Re: Btrfs slowdown

Christian Brunner <chb@xxxxxx> · Thu, 28 Jul 2011 17:10:27 +0200

2011/7/28 Marcus Sorensen <shadowsor@xxxxxxxxx>:
> Christian,
>
> Have you checked up on the disks themselves and hardware? High
> utilization can mean that the i/o load has increased, but it can also
> mean that the i/o capacity has decreased.  Your traces seem to
> indicate that a good portion of the time is being spent on commits,
> that could be waiting on disk. That "wait_for_commit" looks to
> basically just spin waiting for the commit to complete, and at least
> one thing that calls it raises a BUG_ON, not sure if it's one you've
> seen even on 2.6.38.
>
> There could be all sorts of performance related reasons that aren't
> specific to btrfs or ceph, on our various systems we've seen things
> like the raid card module being upgraded in newer kernels and suddenly
> our disks start to go into sleep mode after a bit, dirty_ratio causing
> multiple gigs of memory to sync because its not optimized for the
> workload, external SAS enclosures stop communicating a few days after
> reboot (but the disks keep working with sporadic issues), things like
> patrol read hitting a bad sector on a disk, causing it to go into
> enhanced error recovery and stop responding, etc.

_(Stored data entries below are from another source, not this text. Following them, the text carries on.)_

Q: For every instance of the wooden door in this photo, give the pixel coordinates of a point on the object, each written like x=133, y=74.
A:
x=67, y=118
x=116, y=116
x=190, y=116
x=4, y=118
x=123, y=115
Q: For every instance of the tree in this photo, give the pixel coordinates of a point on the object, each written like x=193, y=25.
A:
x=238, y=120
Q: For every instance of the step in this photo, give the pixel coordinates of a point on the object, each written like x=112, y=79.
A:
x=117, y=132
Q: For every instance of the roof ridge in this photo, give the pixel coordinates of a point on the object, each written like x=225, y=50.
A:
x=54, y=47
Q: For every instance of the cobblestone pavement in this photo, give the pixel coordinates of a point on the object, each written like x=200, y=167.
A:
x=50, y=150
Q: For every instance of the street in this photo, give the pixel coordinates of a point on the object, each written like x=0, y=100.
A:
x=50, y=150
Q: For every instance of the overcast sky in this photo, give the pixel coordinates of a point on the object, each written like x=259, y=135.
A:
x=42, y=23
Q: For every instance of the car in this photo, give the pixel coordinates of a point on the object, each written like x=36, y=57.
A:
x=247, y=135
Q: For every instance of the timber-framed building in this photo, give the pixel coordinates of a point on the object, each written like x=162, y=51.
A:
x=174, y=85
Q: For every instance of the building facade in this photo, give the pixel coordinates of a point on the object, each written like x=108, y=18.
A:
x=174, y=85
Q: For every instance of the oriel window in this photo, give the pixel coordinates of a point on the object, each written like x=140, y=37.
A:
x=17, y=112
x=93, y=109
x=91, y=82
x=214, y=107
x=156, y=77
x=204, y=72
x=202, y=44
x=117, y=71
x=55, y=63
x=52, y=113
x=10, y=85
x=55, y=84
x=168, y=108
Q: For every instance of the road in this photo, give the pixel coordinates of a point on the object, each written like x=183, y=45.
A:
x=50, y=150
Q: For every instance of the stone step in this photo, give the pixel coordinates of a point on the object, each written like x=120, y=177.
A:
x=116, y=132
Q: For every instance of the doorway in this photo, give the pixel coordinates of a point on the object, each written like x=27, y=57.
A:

I' fairly confident that the hardware is ok. We see the problem on
four machines. It could be a problem with the hpsa driver/firmware,
but we haven't seen the behavior with 2.6.38 and the changes in the
hpsa driver are not that big.

> Maybe you have already tried these things. It's where I would start
> anyway. Looking at /proc/meminfo, dirty, writeback, swap, etc both
> while the system is functioning desirably and when it's misbehaving.
> Looking at anything else that might be in D state. Looking at not just
> disk util, but the workload causing it (e.g. Was I doing 300 iops
> previously with an average size of 64k, and now I'm only managing 50
> iops at 64k before the disk util reports 100%?) Testing the system in
> a filesystem-agnostic manner, for example when performance is bad
> through btrfs, is performance the same as you got on fresh boot when
> testing iops on /dev/sdb or whatever? You're not by chance swapping
> after a bit of uptime on any volume that's shared with the underlying
> disks that make up your osd, obfuscated by a hardware raid? I didn't
> see the kernel warning you're referring to, just the ixgbe malloc
> failure you mentioned the other day.

I've looked at most of this. What makes me point to btrfs, is that the
problem goes away when I reboot on server in our cluster, but persists
on the other systems. So it can't be related to the number of requests
that come in.

> I do not mean to presume that you have not looked at these things
> already. I am not very knowledgeable in btrfs specifically, but I
> would expect any degradation in performance over time to be due to
> what's on disk (lots of small files, fragmented, etc). This is
> obviously not the case in this situation since a reboot recovers the
> performance. I suppose it could also be a memory leak or something
> similar, but you should be able to detect something like that by
> monitoring your memory situation, /proc/slabinfo etc.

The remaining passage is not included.